Des marques de l'Espagne d'aujourd'hui, tout de même bien en Europe...
Pour le reste, il y avait beaucoup pour nous faire mesurer le désoeuvrement économique du sud de l'Espagne. Et aussi les relatives largesses administratives. Comme l'hôpital de Los Arcos, ultra moderne, mais aux consignes parfois surprenantes (pourquoi injecter du chlorure de sodium et le laisser s'épuiser alors que l'on soupçonne une fracture de la clavicule chez une de nos jeunes... dont il n'y aura heureusement rien à signaler). Comme les urgences de San Javier, ultra basiques : l'Ibuprofène et les bandages sont-ils des remèdes systématiques à tout bobo ? Comme les magasins chinois, les hôtels à vendre ou démesurément exigeants avec leurs employés. Comme cette boutique tenue par une ukrainienne venue s'installer là il y a quatre ans. Comme ce bar / restaurant San Antonio, ouvert à toute heure, mais avec des serveurs emprunts de cordialité et soigneusement vêtus. Et que dire de cet immobilier à La Manga, parfois non terminé mais au potentiel d'accueil tellement évident en été. Il ne restera plus alors qu'à évoquer ces travailleurs marocains émigrés dans les champs d'artichaut, parfois sans contrat, et à bon prix. Car, nous le verrons plus tard, ce voyage constituait en quelque sorte une étape de transition avec Marrakech.
Pont de pierre et de métal
Murcie
Que retiendrons-nous de nos élèves ? Et que retiendront-ils de ce séjour, particulièrement long pour eux (trois semaines de stage) et à leur âge (16-17 ans environ) ? Tout d'abord qu'ils sont dans la consommation directe, et non dans la réflexion à terme.. Que d'argent utilisé dans des attrape-touristes pourtant peu apparents à telle époque.

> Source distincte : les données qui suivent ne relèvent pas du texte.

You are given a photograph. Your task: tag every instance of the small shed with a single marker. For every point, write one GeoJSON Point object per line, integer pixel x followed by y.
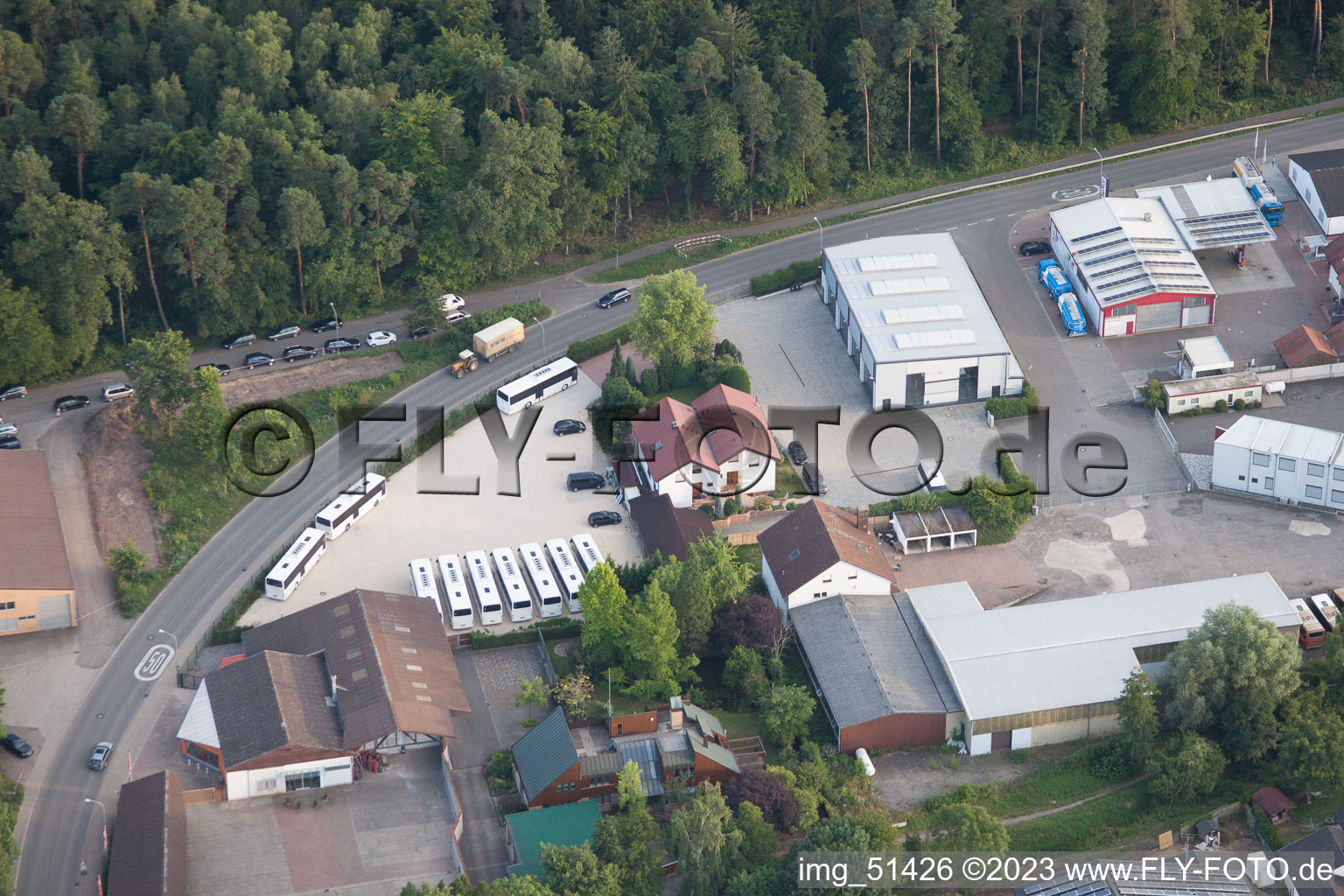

Ensuite, ils dorment, mangent et vivent d'Internet et des réseaux sociaux, comme un cordon ombilical. Enfin, qu'il s'agissait d'une différence culturelle avec le centre-est de la France, certes mineure mais réelle. Sans parler du baptême de l'air pour certains d'entre eux. Et pour moi, deux semaines de retour dans un passé si agréable et déjà relativement lointain. Il n'est pas simple de revenir pour deux semaines dans un pays où j'ai déjà habité, même si c'est aux antipodes de la Galice, même si c'est un peu le désert.